From "How Should We Think About Our Different Styles of Thinking?" by Joshua Rothman:
People with inner monologues, Kross reports, often spend “a considerable amount of time thinking about themselves, their minds gravitating toward their own experiences, emotions, desires, and needs.” This self-centeredness can spill over into our out-loud conversation. In the nineteen-eighties, the psychologist Bernard Rimé investigated what we’d now call venting—the compulsive sharing of negative thoughts with other people. Rimé found that bad experiences can inspire not only interior rumination but the urge to broadcast it. The more we share our unhappiness with others, the more we alienate them: studies of middle schoolers have shown that kids who think more about their bad experiences also vent more to their peers, and that this, in turn, leads to them “being socially excluded and rejected.” Maybe there’s another reason my dad, when asked what he was thinking, said, “Nothing.” It can pay to keep your thoughts to yourself.

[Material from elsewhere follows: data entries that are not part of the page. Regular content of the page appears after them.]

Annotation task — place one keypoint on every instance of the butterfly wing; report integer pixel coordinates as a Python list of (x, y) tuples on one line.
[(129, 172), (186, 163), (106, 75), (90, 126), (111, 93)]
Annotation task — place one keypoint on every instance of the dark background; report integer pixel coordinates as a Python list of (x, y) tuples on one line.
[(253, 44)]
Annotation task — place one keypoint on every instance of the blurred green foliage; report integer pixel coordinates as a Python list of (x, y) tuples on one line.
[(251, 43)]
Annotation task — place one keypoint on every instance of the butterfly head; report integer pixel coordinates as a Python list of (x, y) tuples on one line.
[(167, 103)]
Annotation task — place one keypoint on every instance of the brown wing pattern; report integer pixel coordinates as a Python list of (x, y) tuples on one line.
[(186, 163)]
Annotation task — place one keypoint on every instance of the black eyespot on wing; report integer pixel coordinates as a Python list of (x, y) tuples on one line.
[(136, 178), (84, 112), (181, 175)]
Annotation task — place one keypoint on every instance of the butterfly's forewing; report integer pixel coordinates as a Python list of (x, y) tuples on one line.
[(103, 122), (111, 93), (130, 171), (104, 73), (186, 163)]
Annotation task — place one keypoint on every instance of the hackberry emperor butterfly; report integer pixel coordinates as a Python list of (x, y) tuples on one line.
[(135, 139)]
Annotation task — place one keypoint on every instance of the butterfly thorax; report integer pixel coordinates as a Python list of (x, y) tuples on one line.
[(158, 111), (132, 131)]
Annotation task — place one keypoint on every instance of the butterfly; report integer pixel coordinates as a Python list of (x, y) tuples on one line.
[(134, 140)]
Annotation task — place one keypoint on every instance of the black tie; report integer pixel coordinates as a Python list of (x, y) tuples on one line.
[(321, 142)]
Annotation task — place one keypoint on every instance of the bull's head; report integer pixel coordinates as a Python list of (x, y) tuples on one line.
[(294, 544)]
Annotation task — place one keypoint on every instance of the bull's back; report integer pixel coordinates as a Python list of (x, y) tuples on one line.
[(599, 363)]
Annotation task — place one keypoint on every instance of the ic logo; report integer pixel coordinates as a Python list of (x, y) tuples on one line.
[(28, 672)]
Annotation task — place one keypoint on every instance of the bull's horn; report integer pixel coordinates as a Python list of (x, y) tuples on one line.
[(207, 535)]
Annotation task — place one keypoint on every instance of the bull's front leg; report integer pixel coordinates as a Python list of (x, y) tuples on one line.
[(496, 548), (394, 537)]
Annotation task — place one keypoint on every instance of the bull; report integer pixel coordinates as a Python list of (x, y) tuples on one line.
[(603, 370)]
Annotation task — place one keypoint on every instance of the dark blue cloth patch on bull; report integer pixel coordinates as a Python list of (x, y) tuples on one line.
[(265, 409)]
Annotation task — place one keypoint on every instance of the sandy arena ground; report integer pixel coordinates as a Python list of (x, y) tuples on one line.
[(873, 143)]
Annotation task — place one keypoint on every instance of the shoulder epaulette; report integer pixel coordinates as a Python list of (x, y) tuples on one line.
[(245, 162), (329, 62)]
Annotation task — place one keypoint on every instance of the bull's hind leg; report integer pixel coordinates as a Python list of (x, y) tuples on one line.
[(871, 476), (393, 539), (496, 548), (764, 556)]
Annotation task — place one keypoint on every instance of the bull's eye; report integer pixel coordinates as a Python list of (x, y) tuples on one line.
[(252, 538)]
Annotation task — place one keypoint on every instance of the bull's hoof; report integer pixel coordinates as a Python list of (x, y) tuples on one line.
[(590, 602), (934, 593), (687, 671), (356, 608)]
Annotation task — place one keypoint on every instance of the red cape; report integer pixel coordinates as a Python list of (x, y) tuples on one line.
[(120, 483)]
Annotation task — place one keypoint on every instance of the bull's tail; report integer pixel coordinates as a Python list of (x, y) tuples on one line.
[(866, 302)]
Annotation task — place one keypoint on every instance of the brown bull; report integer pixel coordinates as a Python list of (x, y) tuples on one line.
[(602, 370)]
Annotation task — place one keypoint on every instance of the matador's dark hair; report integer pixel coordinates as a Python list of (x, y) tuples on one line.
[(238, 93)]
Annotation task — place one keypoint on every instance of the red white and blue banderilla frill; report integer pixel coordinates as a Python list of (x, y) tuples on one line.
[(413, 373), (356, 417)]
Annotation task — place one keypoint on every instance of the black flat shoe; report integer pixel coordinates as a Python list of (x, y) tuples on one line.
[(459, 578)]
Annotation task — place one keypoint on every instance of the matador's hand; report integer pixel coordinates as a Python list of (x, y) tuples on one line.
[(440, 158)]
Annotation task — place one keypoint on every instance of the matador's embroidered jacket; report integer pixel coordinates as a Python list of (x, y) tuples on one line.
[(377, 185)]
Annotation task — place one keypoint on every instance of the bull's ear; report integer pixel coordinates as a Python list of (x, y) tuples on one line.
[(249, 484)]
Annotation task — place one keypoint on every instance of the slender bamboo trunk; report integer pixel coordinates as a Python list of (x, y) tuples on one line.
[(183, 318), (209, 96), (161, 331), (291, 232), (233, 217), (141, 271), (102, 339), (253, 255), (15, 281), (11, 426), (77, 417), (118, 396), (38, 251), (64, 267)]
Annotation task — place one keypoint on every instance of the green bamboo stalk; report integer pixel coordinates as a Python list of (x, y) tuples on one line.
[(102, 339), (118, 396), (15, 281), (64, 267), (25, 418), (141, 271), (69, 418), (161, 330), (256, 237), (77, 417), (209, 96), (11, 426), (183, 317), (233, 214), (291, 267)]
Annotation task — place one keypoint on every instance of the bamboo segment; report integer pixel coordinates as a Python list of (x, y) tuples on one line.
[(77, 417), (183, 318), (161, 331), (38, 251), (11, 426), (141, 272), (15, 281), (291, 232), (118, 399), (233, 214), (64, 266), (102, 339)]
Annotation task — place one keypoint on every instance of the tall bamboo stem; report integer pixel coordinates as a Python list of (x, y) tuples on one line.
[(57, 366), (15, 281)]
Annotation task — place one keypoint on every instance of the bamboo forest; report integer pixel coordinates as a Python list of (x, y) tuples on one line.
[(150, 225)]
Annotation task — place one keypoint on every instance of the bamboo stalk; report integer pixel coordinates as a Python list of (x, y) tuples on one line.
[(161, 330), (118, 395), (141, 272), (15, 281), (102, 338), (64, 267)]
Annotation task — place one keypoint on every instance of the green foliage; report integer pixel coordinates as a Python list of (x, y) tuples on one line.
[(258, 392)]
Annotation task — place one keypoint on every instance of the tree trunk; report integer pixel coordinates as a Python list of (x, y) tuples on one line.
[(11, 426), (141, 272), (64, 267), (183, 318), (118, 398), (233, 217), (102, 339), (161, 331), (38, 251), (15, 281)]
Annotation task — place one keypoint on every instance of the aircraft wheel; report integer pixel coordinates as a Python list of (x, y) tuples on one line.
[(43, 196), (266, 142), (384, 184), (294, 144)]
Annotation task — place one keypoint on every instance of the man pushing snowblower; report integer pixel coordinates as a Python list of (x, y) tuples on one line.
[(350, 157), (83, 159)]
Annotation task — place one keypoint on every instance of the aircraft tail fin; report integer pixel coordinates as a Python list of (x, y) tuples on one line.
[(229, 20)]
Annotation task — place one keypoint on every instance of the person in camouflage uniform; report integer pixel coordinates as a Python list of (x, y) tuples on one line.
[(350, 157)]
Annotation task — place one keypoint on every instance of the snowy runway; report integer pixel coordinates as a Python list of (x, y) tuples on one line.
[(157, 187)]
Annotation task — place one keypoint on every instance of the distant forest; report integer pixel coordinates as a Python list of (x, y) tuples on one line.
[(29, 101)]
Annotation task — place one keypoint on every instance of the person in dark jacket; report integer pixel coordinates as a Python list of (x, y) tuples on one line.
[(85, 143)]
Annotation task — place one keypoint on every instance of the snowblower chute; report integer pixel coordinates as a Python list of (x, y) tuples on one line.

Kross’s bottom line is that our inner voices are powerful tools that must be tamed. He ends his book with several dozen techniques for controlling our chatter. He advises trying “distanced self-talk”: by using “your name and the second-person ‘you’ to refer to yourself,” he writes, you can gain more command over your thinking. You might use your inner voice to pretend that you’re advising a friend about his problems; you might redirect your thoughts toward how universal your experiences are (It’s normal to feel this way), or contemplate how every new experience is a challenge you can overcome (I have to learn to trust my partner). The idea is to manage the voice that you use for self-management. Take advantage of the suppleness of dialogue. Don’t just rehearse the same old scripts; send some notes to the writers’ room.